Chocolate & Chilli Porridge

Porridge is a traditional Scottish breakfast, made with oats, salt and water. In this recipe Andrew, whose grandmother came from the Scottish highlands, shares his spin on this popular staple. It’s a little unconventional, but an ideal way to start the day whether you’re headed off on a horrible public-transport commute into the City, or for a fun family day out using your motorhome as the base. And of course it’s quick and easy to make, just like all our campervan recipies.


  • Servings: 2-4 bowls (depends on size of bowl)
  • Preparation Time: 2 minutes
  • Cooking Time: 5 minutes
  • Difficulty: Easy (even Andrew can do this)

Photo of a bowl of chocolate & chilli porridge in a campervan

A bowl of chocolate & chilli porridge, garnished with tinned strawberries


  • 1 Cup Porridge oats
  • 3 Cups Milk (anywhere from skimmed to gold top, as you prefer)
  • Chilli sauce (Tabasco or Dave’s Ghost Pepper) work well
  • Chocolate (dark)
  • Honey


  1. Put the oats and milk in a large saucepan and heat gently. Keep stirring as the temperature rises and the mixture will start to thicken to a creamy consistency. If it starts to go solid, add more milk and keep stirring. Don’t stop stirring or overheat as you’ll burn the porridge and it’ll taste awful.
  2. When the mixture is hot and creamy add some dark chocolate. We find that a strip per person works well and gives a nice flavour but you can add more or less to taste. We have also experimented with mint chocolate (left over from an Easter egg) and that worked well too.
  3. If you have a sweet tooth but still care about your health then this is a good point at which to add some honey to the mix. We find that a desert spoon per person works well, and serves to nicely contrast the bitterness of the chocolate (which in itself cools down the heat of the chilli), but you can obviously add more or less to suit your taste.
  4. Stir well to ensure that everything is well mixed in and the flavours evenly distributed.
  5. This is a good point at which to serve up for children if you have any because, if ours are anything to go by, young ones tend not to like chilli at breakfast!
  6. Finally add chilli sauce to taste. We tend to use either a generous splash of Tabasco Sauce, or a few drips of Dave’s Ghost Pepper Sauce, but you can use whatever you prefer or have to hand.

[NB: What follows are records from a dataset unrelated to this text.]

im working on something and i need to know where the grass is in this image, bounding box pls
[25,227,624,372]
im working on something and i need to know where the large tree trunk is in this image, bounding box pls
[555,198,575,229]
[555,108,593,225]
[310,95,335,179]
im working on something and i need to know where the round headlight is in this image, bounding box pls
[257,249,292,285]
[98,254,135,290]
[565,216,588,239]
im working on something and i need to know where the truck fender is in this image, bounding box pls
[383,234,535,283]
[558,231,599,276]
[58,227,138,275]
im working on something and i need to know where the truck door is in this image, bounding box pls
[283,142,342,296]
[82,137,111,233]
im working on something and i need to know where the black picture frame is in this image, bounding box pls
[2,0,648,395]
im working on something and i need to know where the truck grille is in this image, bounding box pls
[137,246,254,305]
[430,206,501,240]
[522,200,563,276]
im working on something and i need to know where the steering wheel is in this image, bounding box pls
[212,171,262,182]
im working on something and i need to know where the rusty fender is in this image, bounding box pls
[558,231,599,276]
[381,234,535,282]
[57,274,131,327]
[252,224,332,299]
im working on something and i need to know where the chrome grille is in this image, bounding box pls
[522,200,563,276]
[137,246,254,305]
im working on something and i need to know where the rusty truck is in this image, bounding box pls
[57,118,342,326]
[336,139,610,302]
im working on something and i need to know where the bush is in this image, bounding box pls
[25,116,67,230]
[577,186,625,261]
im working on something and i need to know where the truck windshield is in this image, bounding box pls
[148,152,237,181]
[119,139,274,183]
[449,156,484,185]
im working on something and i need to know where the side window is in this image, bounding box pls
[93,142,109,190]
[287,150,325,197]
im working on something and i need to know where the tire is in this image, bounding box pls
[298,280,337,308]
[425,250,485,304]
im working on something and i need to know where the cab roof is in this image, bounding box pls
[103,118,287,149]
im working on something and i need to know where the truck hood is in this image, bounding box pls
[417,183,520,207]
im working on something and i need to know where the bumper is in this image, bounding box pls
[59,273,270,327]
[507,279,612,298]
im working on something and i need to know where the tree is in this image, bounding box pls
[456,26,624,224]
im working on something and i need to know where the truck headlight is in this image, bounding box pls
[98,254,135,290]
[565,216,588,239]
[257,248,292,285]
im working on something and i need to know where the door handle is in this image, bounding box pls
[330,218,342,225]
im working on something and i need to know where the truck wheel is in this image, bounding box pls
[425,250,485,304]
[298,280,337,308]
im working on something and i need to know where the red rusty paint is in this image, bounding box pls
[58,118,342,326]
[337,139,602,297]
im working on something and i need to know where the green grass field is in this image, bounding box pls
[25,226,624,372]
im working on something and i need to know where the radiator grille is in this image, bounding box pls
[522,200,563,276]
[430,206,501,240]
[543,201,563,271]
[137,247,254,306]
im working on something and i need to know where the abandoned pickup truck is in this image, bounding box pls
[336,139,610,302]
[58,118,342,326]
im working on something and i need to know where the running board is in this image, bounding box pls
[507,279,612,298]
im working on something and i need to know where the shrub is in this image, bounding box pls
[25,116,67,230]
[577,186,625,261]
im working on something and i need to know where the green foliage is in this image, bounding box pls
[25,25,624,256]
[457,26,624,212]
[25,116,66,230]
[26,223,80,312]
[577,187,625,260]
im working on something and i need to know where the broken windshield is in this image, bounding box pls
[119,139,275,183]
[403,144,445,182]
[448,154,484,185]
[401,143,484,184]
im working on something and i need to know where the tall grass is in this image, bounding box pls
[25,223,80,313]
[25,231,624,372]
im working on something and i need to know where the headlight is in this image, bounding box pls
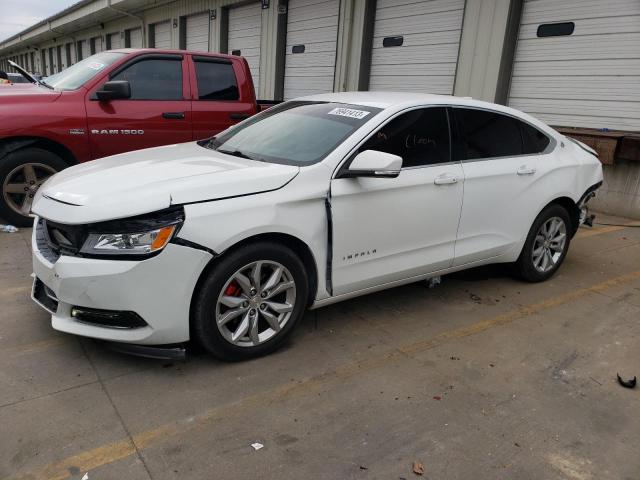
[80,225,177,256]
[79,206,184,257]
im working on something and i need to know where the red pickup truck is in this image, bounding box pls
[0,49,265,226]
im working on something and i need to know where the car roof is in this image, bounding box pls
[108,48,237,61]
[297,91,556,135]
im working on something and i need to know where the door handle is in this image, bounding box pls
[230,113,250,120]
[434,173,458,185]
[517,165,536,175]
[162,112,185,120]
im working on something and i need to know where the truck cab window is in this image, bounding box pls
[194,59,239,101]
[111,58,182,100]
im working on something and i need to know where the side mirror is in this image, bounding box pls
[341,150,402,179]
[96,80,131,101]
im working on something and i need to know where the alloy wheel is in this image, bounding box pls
[2,163,57,217]
[532,216,567,273]
[215,260,297,347]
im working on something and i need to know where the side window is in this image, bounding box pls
[520,122,550,154]
[111,58,182,100]
[194,59,239,101]
[360,107,450,168]
[456,108,523,159]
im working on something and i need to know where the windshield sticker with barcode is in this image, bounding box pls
[328,108,371,120]
[87,62,105,71]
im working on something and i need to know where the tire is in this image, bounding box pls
[513,204,572,282]
[0,147,67,227]
[192,242,309,361]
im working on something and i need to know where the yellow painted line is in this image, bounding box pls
[8,268,640,480]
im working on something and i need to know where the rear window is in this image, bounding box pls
[194,58,239,101]
[455,108,550,159]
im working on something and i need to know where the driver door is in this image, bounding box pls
[330,107,464,296]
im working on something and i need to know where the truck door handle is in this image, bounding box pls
[162,112,185,120]
[517,165,536,175]
[434,173,458,185]
[230,113,250,120]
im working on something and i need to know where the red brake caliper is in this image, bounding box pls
[224,281,241,297]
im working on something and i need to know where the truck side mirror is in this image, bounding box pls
[96,80,131,101]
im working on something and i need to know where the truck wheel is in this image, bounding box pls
[0,148,67,227]
[192,242,309,361]
[513,204,571,282]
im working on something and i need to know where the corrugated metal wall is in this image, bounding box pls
[508,0,640,131]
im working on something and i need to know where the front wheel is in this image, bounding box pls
[192,242,309,361]
[0,148,67,226]
[514,204,571,282]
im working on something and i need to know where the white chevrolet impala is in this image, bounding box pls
[31,92,603,361]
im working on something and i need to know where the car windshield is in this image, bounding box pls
[205,101,382,166]
[43,52,127,91]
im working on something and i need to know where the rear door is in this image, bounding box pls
[85,54,192,159]
[451,107,555,266]
[189,55,255,140]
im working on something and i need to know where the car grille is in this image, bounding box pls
[39,218,88,257]
[35,218,61,263]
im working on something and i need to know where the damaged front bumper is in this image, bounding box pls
[31,219,212,345]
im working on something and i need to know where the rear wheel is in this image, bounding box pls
[192,242,309,361]
[514,204,571,282]
[0,148,67,226]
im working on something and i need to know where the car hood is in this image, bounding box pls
[33,141,300,224]
[0,83,62,101]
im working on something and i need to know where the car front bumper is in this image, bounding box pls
[31,219,213,345]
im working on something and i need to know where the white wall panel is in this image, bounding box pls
[284,0,340,100]
[368,0,465,94]
[508,0,640,130]
[153,20,172,49]
[228,3,262,93]
[186,12,210,51]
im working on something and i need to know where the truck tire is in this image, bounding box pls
[0,148,67,227]
[192,242,309,361]
[513,204,572,282]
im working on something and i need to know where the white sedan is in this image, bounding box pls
[31,92,603,361]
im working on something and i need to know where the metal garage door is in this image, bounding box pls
[283,0,339,100]
[128,28,143,48]
[508,0,640,131]
[368,0,465,94]
[78,40,89,60]
[92,36,103,54]
[107,32,121,50]
[153,21,172,49]
[228,4,262,93]
[186,13,210,52]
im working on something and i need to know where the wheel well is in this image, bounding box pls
[546,197,580,236]
[0,137,76,167]
[192,232,319,308]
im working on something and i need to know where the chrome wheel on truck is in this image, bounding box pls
[2,162,57,217]
[0,147,67,227]
[193,242,308,361]
[216,260,297,347]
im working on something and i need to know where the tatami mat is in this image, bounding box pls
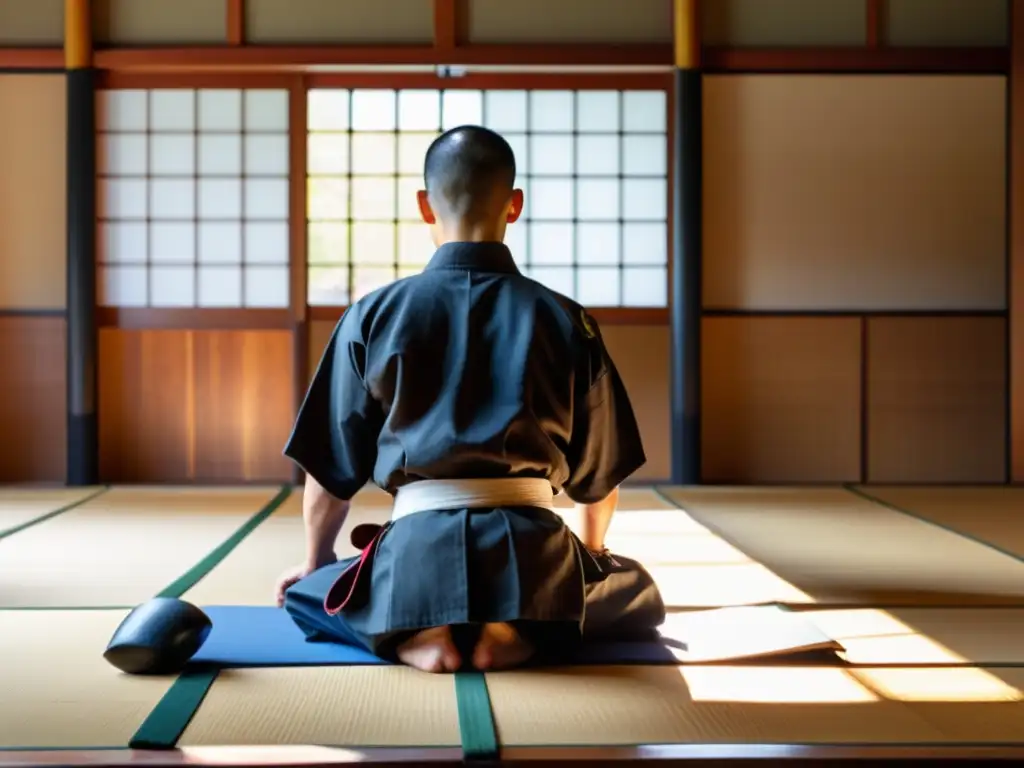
[857,486,1024,560]
[5,606,1023,751]
[652,607,1024,666]
[0,486,280,608]
[6,483,1024,753]
[562,488,813,607]
[658,487,1024,606]
[803,607,1024,665]
[881,667,1024,742]
[183,492,391,606]
[555,488,674,513]
[0,486,104,535]
[0,610,176,749]
[485,664,1024,746]
[177,667,461,747]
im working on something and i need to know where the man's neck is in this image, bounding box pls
[437,223,504,245]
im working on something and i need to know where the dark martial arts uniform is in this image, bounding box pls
[283,242,666,661]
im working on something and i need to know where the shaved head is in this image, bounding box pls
[423,125,517,223]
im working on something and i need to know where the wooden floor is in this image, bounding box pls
[1,483,1023,766]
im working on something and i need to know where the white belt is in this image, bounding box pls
[391,478,555,522]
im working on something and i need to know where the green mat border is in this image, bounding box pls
[0,485,296,751]
[0,486,110,541]
[156,484,292,598]
[455,671,499,760]
[129,666,499,758]
[129,666,221,749]
[125,484,293,749]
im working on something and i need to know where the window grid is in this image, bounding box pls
[306,88,669,308]
[97,88,291,309]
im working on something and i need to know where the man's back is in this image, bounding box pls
[288,240,643,506]
[352,242,593,493]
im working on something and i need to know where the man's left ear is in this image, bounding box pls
[506,188,524,224]
[416,190,436,225]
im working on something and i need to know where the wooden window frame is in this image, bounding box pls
[95,70,674,331]
[304,71,673,328]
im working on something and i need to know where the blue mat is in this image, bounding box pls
[192,606,683,667]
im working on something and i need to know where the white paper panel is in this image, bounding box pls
[99,265,147,307]
[305,87,670,308]
[244,266,289,308]
[198,266,243,307]
[97,87,291,308]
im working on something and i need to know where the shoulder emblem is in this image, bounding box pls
[579,310,597,339]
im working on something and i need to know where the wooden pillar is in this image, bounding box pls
[226,0,245,45]
[670,0,702,485]
[65,0,98,485]
[289,79,309,486]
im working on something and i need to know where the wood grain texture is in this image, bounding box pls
[226,0,244,44]
[866,316,1007,484]
[701,316,863,483]
[0,316,67,483]
[99,329,293,483]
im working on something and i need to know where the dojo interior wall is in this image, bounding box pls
[0,0,1014,486]
[0,75,67,483]
[702,75,1008,484]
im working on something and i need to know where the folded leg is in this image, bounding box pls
[283,558,378,651]
[468,553,666,666]
[582,553,665,641]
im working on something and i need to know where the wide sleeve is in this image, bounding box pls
[561,313,646,505]
[283,309,383,501]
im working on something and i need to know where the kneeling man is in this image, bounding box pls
[277,125,665,673]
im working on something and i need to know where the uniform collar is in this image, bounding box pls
[425,242,521,275]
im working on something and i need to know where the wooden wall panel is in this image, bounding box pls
[592,325,671,482]
[0,0,63,45]
[701,317,863,484]
[93,0,227,44]
[467,0,672,44]
[866,317,1007,484]
[703,76,1006,312]
[886,0,1009,46]
[701,0,867,47]
[246,0,433,44]
[192,331,294,482]
[0,316,67,484]
[99,329,294,484]
[0,75,66,311]
[99,329,192,483]
[308,321,673,484]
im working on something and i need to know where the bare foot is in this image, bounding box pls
[396,626,462,673]
[472,622,535,671]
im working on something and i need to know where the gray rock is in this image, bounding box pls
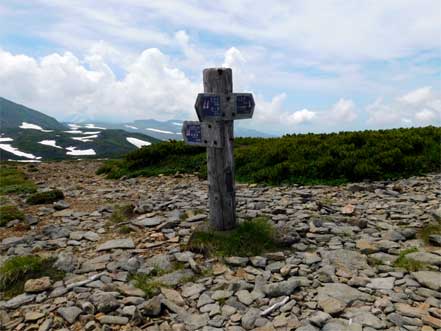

If you’re not going to be serving to children you may care to reverse the sequence here and add the chilli sauce first, before the chocolate and honey, because it makes it slightly easier to gauge the heat by taste earlier.
  7. Have a quick taste to check the flavours balance well to suit your palette and your diners, adjust any chilli/chocolate/honey ratios as you see fit, add a generous splash more milk if the dish isn’t creamy enough.
  8. Following a final stir, you’re ready to serve up. When available, we find that garnishing with a few sliced fresh (or even tinned) strawberries on the top works well, although you can use almost anything you fancy and at the right time of year may wish to take a wander around the campsite to forage for wild blackberries, and our eldest daughter is very partial to blueberries and sliced banana on her porridge.